To whom correspondence should be addressed. 1-4-1 Kagamiyama, Higashi-Hiroshima 739-8527 Japan,

Fax: +81-82-422-7193. E-mail: [email protected].

Abstract: The supercritical water gasification of xylose, a model substrate for hemicellulose, was carried out at 400 and 450 °C and at a constant pressure of 25 MPa in the presence of acetic acid using a continuous flow reactor. More specifically, we aimed to compare the reaction rate constants of xylose decomposition both in the presence and absence of acetic acid.
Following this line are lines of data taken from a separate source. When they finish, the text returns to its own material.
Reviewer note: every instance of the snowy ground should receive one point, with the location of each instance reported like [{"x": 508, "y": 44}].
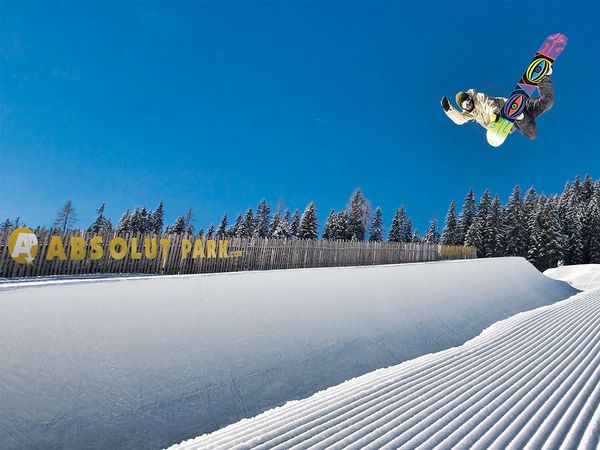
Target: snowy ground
[
  {"x": 584, "y": 276},
  {"x": 529, "y": 382},
  {"x": 146, "y": 362}
]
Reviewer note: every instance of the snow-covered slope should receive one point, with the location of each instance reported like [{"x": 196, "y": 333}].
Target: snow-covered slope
[
  {"x": 583, "y": 276},
  {"x": 529, "y": 382},
  {"x": 135, "y": 363}
]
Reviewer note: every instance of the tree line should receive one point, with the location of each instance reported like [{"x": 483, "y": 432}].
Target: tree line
[{"x": 547, "y": 230}]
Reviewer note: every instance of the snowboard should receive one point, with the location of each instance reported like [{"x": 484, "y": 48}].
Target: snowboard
[{"x": 536, "y": 71}]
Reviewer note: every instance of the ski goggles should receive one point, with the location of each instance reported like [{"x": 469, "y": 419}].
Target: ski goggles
[{"x": 466, "y": 104}]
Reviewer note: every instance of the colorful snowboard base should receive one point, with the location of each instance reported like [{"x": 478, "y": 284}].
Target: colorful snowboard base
[{"x": 536, "y": 71}]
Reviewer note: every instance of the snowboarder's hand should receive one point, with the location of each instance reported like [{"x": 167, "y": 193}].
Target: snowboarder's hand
[{"x": 445, "y": 104}]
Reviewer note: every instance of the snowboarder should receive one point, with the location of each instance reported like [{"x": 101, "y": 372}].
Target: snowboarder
[{"x": 484, "y": 109}]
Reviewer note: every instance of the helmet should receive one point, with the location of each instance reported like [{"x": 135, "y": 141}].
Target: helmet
[{"x": 461, "y": 96}]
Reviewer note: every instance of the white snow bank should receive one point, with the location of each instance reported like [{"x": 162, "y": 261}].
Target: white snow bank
[
  {"x": 581, "y": 276},
  {"x": 137, "y": 363},
  {"x": 529, "y": 382}
]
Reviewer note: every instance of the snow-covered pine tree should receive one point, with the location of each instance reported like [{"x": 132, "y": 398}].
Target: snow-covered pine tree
[
  {"x": 210, "y": 233},
  {"x": 189, "y": 222},
  {"x": 408, "y": 232},
  {"x": 222, "y": 230},
  {"x": 493, "y": 229},
  {"x": 514, "y": 229},
  {"x": 157, "y": 219},
  {"x": 6, "y": 226},
  {"x": 432, "y": 235},
  {"x": 263, "y": 219},
  {"x": 295, "y": 224},
  {"x": 248, "y": 225},
  {"x": 179, "y": 227},
  {"x": 398, "y": 226},
  {"x": 308, "y": 223},
  {"x": 450, "y": 235},
  {"x": 376, "y": 229},
  {"x": 99, "y": 224},
  {"x": 587, "y": 189},
  {"x": 466, "y": 217},
  {"x": 358, "y": 210},
  {"x": 342, "y": 232},
  {"x": 66, "y": 217},
  {"x": 329, "y": 229},
  {"x": 593, "y": 222},
  {"x": 145, "y": 221},
  {"x": 416, "y": 238},
  {"x": 124, "y": 226},
  {"x": 274, "y": 223},
  {"x": 282, "y": 230},
  {"x": 236, "y": 229}
]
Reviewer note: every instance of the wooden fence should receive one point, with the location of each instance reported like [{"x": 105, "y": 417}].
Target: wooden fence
[{"x": 76, "y": 253}]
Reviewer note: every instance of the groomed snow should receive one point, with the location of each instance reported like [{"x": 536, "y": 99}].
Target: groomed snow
[
  {"x": 146, "y": 362},
  {"x": 529, "y": 382},
  {"x": 582, "y": 276}
]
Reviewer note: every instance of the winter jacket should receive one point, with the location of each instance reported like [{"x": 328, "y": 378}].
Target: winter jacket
[{"x": 484, "y": 112}]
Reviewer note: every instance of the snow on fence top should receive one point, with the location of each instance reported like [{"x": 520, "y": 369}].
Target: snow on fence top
[{"x": 25, "y": 253}]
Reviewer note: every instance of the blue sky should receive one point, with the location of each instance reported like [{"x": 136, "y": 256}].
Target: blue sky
[{"x": 214, "y": 106}]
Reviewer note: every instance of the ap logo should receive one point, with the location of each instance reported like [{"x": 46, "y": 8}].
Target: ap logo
[{"x": 22, "y": 245}]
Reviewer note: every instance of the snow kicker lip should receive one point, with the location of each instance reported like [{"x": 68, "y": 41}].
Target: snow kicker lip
[{"x": 531, "y": 381}]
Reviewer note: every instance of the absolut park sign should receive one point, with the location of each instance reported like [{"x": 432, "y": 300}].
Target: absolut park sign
[{"x": 23, "y": 247}]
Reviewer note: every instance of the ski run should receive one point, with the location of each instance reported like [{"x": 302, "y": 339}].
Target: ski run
[{"x": 528, "y": 382}]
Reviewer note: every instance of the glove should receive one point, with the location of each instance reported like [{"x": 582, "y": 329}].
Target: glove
[{"x": 445, "y": 104}]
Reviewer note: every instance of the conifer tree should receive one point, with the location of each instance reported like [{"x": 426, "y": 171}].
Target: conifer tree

Upon the application of a residence time of 0.5–5 s, a xylose concentration of 1.5 wt%, and an acetic acid concentration of 1.5 wt%, we successfully elucidated the effect of acetic acid on each reaction within the reaction network for the first time. In the presence of acetic acid, the retro-aldol reactions and carbon gasification production (i.e., the radical reactions) were suppressed, while the acetic acid-catalyzed dehydration of xylulose to furfural (i.e., an ionic reaction) was enhanced by two orders of magnitude. As such, reaction control through the addition of chemical species to either stabilize ions or react with radicals appears possible.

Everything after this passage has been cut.